乡村 1(第12/26页)
金丝雀不唱了,人们都聚到了酒馆里来。从市场的铺子里却传来鹌鹑悠扬洪亮的鸣叫。库兹玛一边谈论事务,一边细细聆听,有时还低声称赞:“太妙了!”待到谈妥,他用手掌一拍桌子,慷慨激昂地说:“好,一言为定!”接着,他把手插到上衣口袋里,掏出一厚沓纸,抽出一小本灰皮儿书,放到他哥哥面前说:
“喏,给你!我向你的请求和我的懦弱让步了。书写得不好,句子没有深思熟虑,而且是很早以前写的了……但是没办法,拿去留着吧。”
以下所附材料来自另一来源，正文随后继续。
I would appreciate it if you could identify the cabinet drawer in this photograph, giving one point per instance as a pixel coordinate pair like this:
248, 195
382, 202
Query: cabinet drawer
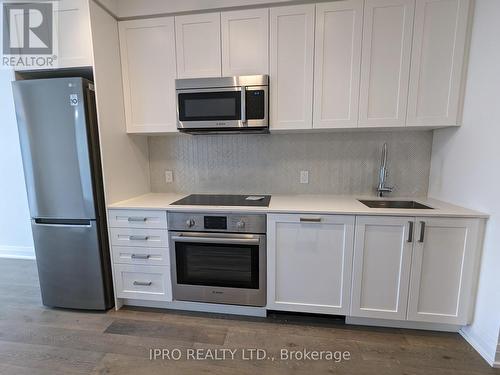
143, 282
151, 256
137, 219
139, 237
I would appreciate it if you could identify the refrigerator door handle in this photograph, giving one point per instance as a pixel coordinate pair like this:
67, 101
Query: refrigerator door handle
62, 223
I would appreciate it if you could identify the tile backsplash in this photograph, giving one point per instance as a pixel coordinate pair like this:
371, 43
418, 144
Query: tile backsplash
338, 162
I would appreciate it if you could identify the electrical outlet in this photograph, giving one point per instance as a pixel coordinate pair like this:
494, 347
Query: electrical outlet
169, 177
304, 177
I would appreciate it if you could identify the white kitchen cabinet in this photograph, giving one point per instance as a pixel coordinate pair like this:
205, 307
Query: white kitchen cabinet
245, 42
337, 63
309, 263
442, 271
151, 283
149, 72
74, 38
385, 65
437, 63
198, 45
153, 219
292, 54
381, 269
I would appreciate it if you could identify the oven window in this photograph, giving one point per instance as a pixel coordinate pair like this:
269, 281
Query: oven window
233, 266
210, 106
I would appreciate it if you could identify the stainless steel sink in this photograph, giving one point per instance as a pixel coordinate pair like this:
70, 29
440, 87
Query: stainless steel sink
412, 205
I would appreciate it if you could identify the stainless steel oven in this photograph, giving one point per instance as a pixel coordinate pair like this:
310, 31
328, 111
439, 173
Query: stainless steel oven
218, 258
223, 104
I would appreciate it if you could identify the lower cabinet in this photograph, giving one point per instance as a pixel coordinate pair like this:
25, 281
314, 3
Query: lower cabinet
140, 255
381, 271
309, 263
143, 282
443, 270
416, 269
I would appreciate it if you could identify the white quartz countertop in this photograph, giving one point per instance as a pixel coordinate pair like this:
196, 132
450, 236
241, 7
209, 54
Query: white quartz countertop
304, 204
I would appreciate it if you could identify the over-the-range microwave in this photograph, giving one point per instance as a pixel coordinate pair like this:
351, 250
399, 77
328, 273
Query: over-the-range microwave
223, 105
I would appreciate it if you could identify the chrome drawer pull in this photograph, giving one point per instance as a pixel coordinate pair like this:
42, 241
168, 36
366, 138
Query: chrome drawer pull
140, 256
143, 283
138, 238
410, 232
310, 220
422, 232
137, 218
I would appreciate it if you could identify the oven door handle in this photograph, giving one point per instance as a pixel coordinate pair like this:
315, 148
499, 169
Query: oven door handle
215, 240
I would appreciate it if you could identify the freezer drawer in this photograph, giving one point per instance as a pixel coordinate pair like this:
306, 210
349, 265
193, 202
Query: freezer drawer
69, 265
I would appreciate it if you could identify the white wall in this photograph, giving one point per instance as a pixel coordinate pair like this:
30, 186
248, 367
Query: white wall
130, 8
15, 227
465, 167
125, 158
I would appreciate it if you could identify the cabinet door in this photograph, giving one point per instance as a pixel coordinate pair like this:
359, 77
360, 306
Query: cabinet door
385, 65
309, 263
442, 271
437, 62
149, 72
74, 40
337, 63
292, 49
72, 22
381, 271
198, 45
245, 42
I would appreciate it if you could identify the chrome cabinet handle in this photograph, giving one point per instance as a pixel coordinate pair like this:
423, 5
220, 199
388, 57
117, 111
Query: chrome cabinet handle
143, 283
410, 232
140, 256
310, 220
137, 218
138, 238
422, 232
243, 104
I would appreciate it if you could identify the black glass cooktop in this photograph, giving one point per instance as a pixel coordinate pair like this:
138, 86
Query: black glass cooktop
224, 200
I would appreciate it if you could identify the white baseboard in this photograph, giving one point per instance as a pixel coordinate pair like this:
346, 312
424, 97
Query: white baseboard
199, 307
17, 252
483, 344
402, 324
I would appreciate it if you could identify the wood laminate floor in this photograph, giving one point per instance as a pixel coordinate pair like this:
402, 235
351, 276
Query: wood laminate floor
39, 340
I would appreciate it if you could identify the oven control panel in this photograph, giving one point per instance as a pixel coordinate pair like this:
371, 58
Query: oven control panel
217, 222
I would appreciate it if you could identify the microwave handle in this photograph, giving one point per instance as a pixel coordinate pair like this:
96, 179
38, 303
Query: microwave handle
243, 104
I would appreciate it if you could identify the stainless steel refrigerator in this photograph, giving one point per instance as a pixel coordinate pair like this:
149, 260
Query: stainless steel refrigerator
60, 149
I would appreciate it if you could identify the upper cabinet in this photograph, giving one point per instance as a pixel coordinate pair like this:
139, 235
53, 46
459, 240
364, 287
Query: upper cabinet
75, 46
245, 42
385, 65
291, 77
198, 45
437, 63
337, 63
149, 72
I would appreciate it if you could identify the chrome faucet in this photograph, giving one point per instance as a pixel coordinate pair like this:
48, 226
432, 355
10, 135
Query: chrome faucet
382, 175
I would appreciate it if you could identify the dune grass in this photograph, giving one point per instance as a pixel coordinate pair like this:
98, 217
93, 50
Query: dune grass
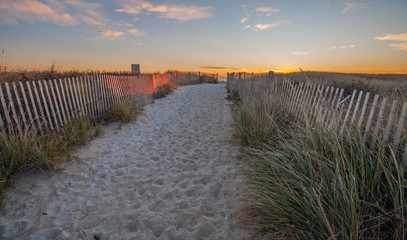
306, 182
20, 153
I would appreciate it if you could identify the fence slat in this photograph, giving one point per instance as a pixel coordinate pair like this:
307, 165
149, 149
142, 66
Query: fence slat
370, 119
80, 93
20, 106
5, 108
331, 95
362, 114
326, 119
404, 159
323, 103
378, 124
348, 112
27, 107
56, 110
89, 96
13, 109
67, 100
74, 103
355, 112
45, 105
390, 121
75, 91
104, 90
54, 116
62, 109
37, 117
399, 128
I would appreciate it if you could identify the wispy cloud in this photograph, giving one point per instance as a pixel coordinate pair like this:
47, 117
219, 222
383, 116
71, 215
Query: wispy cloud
393, 37
34, 11
402, 37
210, 40
302, 53
88, 13
267, 10
136, 32
399, 46
343, 46
177, 12
55, 11
262, 27
110, 34
351, 6
220, 68
185, 13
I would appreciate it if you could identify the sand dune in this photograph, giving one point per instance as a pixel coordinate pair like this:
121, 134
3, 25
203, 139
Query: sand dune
172, 174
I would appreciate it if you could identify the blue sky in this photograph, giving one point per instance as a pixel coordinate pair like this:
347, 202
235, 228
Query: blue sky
210, 36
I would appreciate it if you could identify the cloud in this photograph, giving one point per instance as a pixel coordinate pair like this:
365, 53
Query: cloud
399, 46
245, 19
185, 13
136, 32
210, 40
55, 11
393, 37
219, 68
350, 7
88, 13
262, 27
33, 11
107, 33
302, 53
267, 10
177, 12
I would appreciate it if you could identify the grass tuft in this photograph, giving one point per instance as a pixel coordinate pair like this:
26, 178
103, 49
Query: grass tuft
124, 111
306, 182
162, 91
27, 151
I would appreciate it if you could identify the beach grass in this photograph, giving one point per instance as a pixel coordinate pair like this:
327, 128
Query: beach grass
23, 152
306, 182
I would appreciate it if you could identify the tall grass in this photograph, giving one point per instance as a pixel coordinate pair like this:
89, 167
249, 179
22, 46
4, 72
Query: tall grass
20, 153
124, 111
306, 182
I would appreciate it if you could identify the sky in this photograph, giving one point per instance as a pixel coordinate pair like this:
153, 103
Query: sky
216, 36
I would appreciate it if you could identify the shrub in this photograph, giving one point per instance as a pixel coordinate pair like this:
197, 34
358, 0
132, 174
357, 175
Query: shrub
307, 182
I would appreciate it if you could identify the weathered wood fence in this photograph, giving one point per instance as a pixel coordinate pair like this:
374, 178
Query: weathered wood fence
379, 120
50, 104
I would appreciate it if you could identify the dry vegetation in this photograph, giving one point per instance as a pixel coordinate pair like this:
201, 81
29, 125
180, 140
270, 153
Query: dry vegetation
24, 152
393, 86
307, 182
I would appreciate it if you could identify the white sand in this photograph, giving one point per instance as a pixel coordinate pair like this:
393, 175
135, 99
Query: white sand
172, 174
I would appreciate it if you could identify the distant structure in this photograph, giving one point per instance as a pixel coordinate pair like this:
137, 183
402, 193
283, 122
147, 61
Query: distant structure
135, 69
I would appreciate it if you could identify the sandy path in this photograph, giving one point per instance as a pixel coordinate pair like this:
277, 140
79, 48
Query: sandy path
169, 175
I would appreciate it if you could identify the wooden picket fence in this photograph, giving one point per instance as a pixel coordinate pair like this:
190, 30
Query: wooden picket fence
50, 104
379, 120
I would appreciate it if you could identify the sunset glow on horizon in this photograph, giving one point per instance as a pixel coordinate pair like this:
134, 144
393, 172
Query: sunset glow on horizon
351, 36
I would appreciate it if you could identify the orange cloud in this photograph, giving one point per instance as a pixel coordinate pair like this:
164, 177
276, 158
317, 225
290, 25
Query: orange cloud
177, 12
350, 6
136, 32
261, 27
220, 68
267, 10
107, 33
32, 11
393, 37
399, 46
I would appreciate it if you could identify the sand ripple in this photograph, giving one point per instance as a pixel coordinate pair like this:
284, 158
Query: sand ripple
170, 175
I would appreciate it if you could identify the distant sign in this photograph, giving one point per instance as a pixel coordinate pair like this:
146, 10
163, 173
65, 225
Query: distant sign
135, 68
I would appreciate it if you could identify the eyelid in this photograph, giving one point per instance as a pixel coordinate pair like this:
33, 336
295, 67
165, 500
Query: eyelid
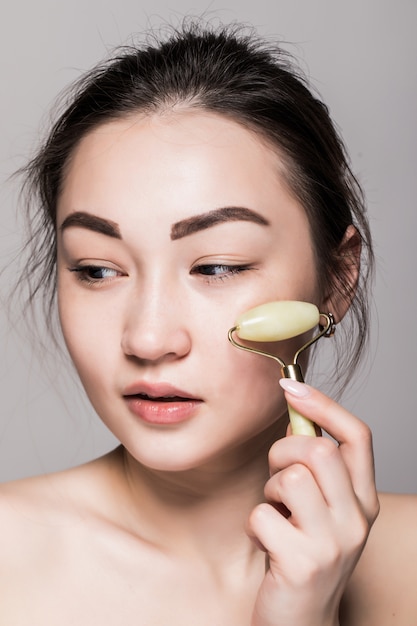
82, 269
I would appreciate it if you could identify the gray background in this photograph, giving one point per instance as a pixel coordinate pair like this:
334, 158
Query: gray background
361, 56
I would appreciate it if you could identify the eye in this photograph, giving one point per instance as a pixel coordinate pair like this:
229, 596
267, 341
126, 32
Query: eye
219, 271
95, 274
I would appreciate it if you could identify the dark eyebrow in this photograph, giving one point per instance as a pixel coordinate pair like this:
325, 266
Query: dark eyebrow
92, 222
211, 218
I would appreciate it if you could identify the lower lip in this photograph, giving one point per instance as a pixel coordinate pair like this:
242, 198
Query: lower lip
164, 413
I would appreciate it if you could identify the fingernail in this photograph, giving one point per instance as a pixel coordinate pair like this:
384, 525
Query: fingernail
294, 387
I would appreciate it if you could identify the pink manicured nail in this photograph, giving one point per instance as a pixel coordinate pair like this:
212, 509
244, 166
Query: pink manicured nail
295, 388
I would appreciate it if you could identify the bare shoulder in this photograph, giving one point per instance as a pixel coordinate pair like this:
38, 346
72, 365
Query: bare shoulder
43, 510
382, 591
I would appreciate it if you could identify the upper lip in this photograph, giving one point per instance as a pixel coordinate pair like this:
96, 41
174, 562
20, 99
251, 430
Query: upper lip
157, 390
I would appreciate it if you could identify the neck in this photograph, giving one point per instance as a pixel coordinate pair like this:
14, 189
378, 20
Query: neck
199, 510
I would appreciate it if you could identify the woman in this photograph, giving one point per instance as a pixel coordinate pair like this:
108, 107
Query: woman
185, 183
迪洪·伊里奇又感到很激动:书的作者是他的弟弟,灰皮封面上赫然写着“库·伊·克拉索夫诗集”!他翻了翻手里的书,胆怯地说:
“能不能念几首给我听听啊?请念上三四首吧!”
库兹玛低头戴上夹鼻镜,把书举得远远的,透过镜片,神情严肃地读了起来。像其他自学成才的诗人一样,诗句大都是模仿科特索夫和尼基金的:倾诉贫困和厄运,挑战那即将消散的乌云。但是他的脸颊上泛起了红晕,声音也开始颤抖,迪洪·伊里奇的眼睛也闪闪发亮。诗写得好坏并不重要,重要的是写诗的是他的亲弟弟,一个身上散发着廉价烟和旧皮靴气味的普通老百姓……
库兹玛摘下眼镜,低头沉默的时候说道:“库兹玛·伊里奇,我们只唱一首歌……”
接着,他痛苦地撇撇嘴:
“我们只唱一首歌:什么物件,卖了什么价?”
不过,他把弟弟派到杜尔诺沃庄园后,这歌便唱得比以前更带劲儿了。在把杜尔诺沃交到弟弟手里之前,他故意找罗德卡的碴儿,说新缰绳被狗咬坏了,要辞了他。罗德卡傲慢地一笑,蛮不在乎地回小木屋取他的东西。新媳妇听到丈夫被辞退的消息,表现得也很平静——她和迪洪·伊里奇分手后又变得默不做声,不敢看他的眼睛。过了半个钟头,罗德卡马上要离开了,却又和新媳妇一起过来求情。新媳妇站在门槛上,脸色惨白,垂着婆娑的泪眼,默不做声;罗德卡低着头,揉揉手中的帽子,扭着令人厌恶的脸,差点也哭了起来。坐在那里正打着算盘的迪洪·伊里奇挑了挑眉毛。只通融了一件事——没为新缰绳扣他的工钱。
现在迪洪办起事来坚定许多。自己赶走了罗德卡,又把生意交给了弟弟库兹玛,他觉得满心欢喜:“我弟弟靠不住,又肤浅,不过先凑合着用吧!”他回到福尔格尔,十月份拼死拼活整整忙了一个月。十月份的天气像是为了营造和谐的氛围,一直晴空万里。然而突然间,天色骤变,狂风暴雨接踵而至,杜尔诺夫卡出了意想不到的事。
十月份,罗德卡在铁路上干活,新媳妇赋闲在家,偶尔到庄园的花园里打打零工,赚个十五二十戈比。她的举止古怪:在家沉默不语,哭哭啼啼,在果园却欢欣鼓舞,高声谈笑,和多扎·南妮一起唱歌。多扎长相俊俏,可有点傻里傻气的,像个埃及女人,跟租下果园的一个城里人同居。不知道为什么,新媳妇偏偏跟多扎要好,给那城里人的弟弟,放肆无礼的小伙子暗送秋波,并在歌声中暗示她正思春。他们之间有没有奸情,人们不得而知,但结局却特别悲惨:喀山圣母节前夜,哥俩回城,在他们的小屋里“举办晚会”——他们邀请了多扎·南妮和新媳妇,玩了一整晚。他俩拉着手风琴,请两个姑娘吃薄荷饼,喝茶,喝伏尔加酒。到了黎明,哥俩套好马车准备上路,突然间大笑着把喝醉的新媳妇按倒在地,捆上她的双手,把她的裙子统统撩到头顶上,团成一团,用绳子捆起来。多扎吓得逃跑了,躲进高高湿湿的草丛,她看见迪洪哥俩驾着货车,飞快地驶离了果园——她看见新媳妇挂在树上,裸着下身。那是个凄惨、阴霾的清晨,果园里小雨淅淅沥沥,多扎泪流成河,抱着新媳妇抖得牙齿打战,她发下毒誓,要是把这事传出去,她多扎·南妮定被天打五雷轰……可是没到一个星期,新媳妇的丑闻便在杜尔诺夫卡传开了。